Autonome Fahrzeuge benötigen präzise arbeitenden Sensoren, um schnell und zuverlässig auf ihre Umgebung reagieren zu können. Aktuelle Forschung zielt darauf ab, die Energieeffizienz der Sensordatenverarbeitung zu verbessern, um beispielsweise die Batterielaufzeit zu maximieren und die CO₂-Emissionen zu verringern. Prof. Sebastian Otte vom Institut für Robotik und kognitive Systeme entwickelt mit seinem Team innovative Lösungen in diesem Bereich. Im Projekt NAOMI4Radar arbeitet das Team der Universität zu Lübeck gemeinsam mit der Mercedes-Benz AG, der TWT GmbH Science & Innovation sowie den assoziierten Partnern Intel Deutschland GmbH und der Technischen Universität München an der Optimierung der Radarsensorik für autonome Fahrzeuge durch den Einsatz von Neuromorphic Computing. Diese innovative Technologie orientiert sich an der Arbeitsweise des menschlichen Gehirns und ermöglicht eine energieeffiziente und schnelle Verarbeitung von Sensordaten. Das Lübecker Forschungsteam erhält dafür eine Fördersumme von rund 166.000 Euro.

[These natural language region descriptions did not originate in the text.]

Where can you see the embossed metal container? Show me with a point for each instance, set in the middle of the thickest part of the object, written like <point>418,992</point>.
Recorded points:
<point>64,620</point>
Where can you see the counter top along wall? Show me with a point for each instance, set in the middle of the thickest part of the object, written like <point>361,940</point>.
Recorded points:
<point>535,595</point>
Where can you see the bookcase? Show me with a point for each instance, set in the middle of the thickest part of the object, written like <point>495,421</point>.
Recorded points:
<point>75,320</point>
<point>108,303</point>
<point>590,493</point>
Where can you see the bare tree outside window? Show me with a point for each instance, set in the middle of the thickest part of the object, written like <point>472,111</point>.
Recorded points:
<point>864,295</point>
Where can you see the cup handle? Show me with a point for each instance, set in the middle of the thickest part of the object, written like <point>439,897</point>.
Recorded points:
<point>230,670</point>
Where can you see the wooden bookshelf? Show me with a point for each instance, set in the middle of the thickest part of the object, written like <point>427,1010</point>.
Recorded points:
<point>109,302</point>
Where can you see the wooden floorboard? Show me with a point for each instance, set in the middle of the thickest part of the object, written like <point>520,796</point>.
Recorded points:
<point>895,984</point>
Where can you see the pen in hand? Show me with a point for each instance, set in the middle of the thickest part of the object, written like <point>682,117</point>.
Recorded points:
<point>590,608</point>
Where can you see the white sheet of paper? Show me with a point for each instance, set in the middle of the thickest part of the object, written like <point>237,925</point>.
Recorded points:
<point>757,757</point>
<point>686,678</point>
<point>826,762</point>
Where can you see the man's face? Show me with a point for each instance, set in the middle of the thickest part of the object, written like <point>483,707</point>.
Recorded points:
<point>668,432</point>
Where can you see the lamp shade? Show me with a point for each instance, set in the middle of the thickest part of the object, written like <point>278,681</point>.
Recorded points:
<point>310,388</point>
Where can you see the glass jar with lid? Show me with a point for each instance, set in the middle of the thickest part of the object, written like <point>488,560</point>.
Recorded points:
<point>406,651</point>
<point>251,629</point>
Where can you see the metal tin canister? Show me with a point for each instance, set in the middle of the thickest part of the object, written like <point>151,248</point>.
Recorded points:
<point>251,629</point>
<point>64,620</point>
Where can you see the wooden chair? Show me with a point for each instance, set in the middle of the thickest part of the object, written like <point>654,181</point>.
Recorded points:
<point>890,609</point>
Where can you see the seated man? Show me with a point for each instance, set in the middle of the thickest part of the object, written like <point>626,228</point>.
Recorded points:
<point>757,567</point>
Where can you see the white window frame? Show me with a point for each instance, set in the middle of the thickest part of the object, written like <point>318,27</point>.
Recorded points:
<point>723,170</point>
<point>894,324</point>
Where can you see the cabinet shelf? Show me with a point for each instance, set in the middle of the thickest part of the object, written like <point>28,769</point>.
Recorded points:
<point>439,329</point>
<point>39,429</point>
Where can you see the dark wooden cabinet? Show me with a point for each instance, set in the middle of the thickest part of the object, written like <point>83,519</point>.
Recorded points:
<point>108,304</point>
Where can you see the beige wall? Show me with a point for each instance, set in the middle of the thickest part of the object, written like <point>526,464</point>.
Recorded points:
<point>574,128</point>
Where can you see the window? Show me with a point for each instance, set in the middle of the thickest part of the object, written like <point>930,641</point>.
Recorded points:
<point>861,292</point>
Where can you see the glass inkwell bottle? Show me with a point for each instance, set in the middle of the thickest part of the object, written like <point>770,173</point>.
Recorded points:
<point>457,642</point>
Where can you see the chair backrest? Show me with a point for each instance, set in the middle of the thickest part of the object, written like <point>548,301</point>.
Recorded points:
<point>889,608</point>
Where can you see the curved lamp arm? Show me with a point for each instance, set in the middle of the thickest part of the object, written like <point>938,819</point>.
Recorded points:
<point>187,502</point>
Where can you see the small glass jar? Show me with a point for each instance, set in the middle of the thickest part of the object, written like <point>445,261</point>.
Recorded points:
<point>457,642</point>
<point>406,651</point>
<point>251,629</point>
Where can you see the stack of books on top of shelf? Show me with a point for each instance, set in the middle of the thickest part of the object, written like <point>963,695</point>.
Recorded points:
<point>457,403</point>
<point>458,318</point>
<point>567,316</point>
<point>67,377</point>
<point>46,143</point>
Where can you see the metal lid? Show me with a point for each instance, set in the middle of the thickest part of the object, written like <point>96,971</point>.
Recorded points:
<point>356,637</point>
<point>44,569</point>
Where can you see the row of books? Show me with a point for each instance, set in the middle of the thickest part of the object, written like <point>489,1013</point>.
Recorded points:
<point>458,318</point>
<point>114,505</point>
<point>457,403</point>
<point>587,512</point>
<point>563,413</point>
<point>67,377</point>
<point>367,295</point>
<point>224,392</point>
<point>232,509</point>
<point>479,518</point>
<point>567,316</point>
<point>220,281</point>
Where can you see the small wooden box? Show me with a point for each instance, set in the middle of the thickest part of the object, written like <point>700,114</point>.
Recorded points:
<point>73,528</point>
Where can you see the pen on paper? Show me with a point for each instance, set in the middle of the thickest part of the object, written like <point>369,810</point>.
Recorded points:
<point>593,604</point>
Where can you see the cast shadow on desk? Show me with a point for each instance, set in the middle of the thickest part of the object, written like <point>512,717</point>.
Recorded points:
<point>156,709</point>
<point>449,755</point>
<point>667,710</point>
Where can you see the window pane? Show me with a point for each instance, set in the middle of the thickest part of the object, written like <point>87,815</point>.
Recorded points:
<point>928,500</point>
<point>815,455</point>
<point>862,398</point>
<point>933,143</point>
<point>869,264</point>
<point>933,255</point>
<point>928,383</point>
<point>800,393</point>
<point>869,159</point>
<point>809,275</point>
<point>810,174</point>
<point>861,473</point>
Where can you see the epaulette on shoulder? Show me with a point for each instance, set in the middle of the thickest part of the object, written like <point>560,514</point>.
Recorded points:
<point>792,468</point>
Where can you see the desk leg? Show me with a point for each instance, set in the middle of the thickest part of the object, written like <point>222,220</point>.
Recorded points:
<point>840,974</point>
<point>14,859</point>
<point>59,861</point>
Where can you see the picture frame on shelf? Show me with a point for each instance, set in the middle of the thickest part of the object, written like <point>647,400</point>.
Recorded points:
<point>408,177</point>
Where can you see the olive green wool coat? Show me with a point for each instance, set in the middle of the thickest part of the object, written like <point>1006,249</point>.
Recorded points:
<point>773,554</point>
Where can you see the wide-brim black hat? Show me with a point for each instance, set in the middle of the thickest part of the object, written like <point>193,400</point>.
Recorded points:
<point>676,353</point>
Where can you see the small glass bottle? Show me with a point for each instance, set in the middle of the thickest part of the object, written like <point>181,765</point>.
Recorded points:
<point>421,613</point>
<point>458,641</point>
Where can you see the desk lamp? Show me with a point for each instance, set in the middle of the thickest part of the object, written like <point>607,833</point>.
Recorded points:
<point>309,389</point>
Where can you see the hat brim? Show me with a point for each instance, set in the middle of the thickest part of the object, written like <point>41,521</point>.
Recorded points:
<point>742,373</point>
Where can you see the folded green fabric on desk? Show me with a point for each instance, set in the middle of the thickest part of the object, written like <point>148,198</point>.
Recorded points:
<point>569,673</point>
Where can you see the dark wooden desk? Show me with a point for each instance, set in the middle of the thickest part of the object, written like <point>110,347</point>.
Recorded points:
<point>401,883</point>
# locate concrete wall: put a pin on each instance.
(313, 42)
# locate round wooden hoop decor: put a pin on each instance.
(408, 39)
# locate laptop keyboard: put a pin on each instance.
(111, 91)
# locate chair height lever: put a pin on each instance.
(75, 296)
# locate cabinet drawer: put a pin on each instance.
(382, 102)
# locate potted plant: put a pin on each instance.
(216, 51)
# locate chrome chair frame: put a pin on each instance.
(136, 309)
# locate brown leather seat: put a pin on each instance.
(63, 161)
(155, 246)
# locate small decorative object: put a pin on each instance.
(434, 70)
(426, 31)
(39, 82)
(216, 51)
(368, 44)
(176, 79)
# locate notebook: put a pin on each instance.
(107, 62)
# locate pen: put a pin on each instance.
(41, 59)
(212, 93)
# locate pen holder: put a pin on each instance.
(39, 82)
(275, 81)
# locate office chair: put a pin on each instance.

Neuronale Netze für Radardatenverarbeitung
Die 2024 mit dem Nobelpreis für Physik ausgezeichneten Entwicklungen im Bereich künstlicher neuronaler Netze bilden auch im Projekt NAOMI4Radar eine Schlüsseltechnologie in der Radardatenverarbeitung. Ziel des Projekts ist es, die Radardatenverarbeitung durch Spiking Neural Networks (SNNs), einer speziellen Form neuronaler Netzwerke, effizienter zu gestalten. Im Vergleich zu herkömmlichen KI-Algorithmen bieten SNNs vereinfacht ausgedrückt den Vorteil, dass einzelne Neuronen nur dann aktiv werden, wenn sie tatsächlich gebraucht werden. Durch Einsatz in neuromorphen Prozessoren, wie es im Loihi 2 von Intel vorgesehen ist, kann dieses Potenzial ausgeschöpft werden. Das senkt nicht nur den Energieverbrauch, sondern ermöglicht prinzipiell auch eine schnellere Reaktionszeit der autonomen Fahrzeuge, und erhöht somit die Sicherheit im Straßenverkehr.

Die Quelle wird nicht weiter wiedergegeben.